No estoy de acuerdo

Raúl González

Ahora resulta que no estar de acuerdo con el gobierno de Vizcarra y la manera como lleva las riendas del país es algo que toda la gente que lo apoya ha demonizado al extremo. Cualquier cosa mala que sucede en el país es culpa de los que no pensamos igual. Según un escaso razonamiento si no piensas como ellos eres “aprofujimontesinista”, no sé exactamente que implicaría eso, pero parece que es algo así como ser un corrupto asesino y ladrón. El actual gobierno y sus seguidores se venden como los únicos con la autoridad moral para perseguir, juzgar y castigar, etiquetan como “corrupto” a todo el que no piense igual.  Han armado un circo alrededor de la lucha contra la corrupción que más parece una cacería de brujas, ya no es necesario un juicio formal, el juicio popular es lo que cuenta -me hace recordar a los juicios de Salem, un claro ejemplo de fanatismo-, ni qué decir de los fallos en los procesos y la intromisión del Estado en el manejo de la justicia.

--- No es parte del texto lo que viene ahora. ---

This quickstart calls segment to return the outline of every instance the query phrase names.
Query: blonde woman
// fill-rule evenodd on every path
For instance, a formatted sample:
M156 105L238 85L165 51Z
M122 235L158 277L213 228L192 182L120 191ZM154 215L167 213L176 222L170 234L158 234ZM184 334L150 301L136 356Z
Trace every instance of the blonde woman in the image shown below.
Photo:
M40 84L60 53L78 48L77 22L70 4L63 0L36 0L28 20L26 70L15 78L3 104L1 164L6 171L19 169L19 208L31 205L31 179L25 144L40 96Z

Hay pues diferentes maneras de pensar y de actuar y no es posible tratar de descalificar a cualquiera que no esté de acuerdo con la forma cómo se manejan las cosas, como en el Poder Judicial, donde parece que jueces y fiscales bailan al ritmo que marca el IDL, un ente inquisidor dedicado a atacar a los enemigos del gobierno. Está bien que exista una prensa que denuncie e investigue, pero también es importante que sea imparcial, que denuncie la corrupción venga de donde venga, no protegiendo a sus amigos y embarrando a quien no lo es. De este modo, si no piensas como ellos, te tildan de manipulador y deshonesto, cuando en realidad ellos lo son.

Con la reforma judicial de Vizcarra tampoco estoy de acuerdo y al parecer, para los oficialistas, eso me convierte en un vil delincuente, un desalmado corrupto, o en el mejor de los casos en un vendido que protege corruptos. No estoy de acuerdo porque es una reforma mal hecha desde su concepción.

El tema de la educación es otro cantar, el ministerio se ha llenado de gente nada idónea, asesores ideologizados que pretenden inculcar ideas políticas de una manera soslayada no enseñando las cosas como son, como pretender minimizar el accionar de Sendero Luminoso llamándolo “guerra interna” cuando lo que fue tiene un solo nombre y es terrorismo con todas sus letras. Bueno pues, el no pensar como ellos me hace “facho”, desalmado, casi un protector de asesinos.

Puedo no estar de acuerdo con muchas cosas y tal vez coincidir en otras pero eso no significa que puedo ser atacado de manera inmisericorde, acusado y descalificado porque no opino igual, ¿es que acaso son ellos los únicos dueños de la verdad absoluta?. Muy por el contrario, son dueños de una verdad manipulada, una verdad a medias, no dicen todo lo que saben para protegerse y proteger a los suyos. Todo el peso de la ley para sus enemigos, pero para sus amigos se hacen de la vista gorda esperando que sus delitos o faltas queden en el olvido.

Vivimos en un país donde gobierna la “post-verdad”, una deliberada y maliciosa distorsión de la realidad dirigida a modelar la opinión pública para influir en las actitudes sociales. Se apela a las emociones de la gente alejándola de los detalles reales e ignorando los hechos.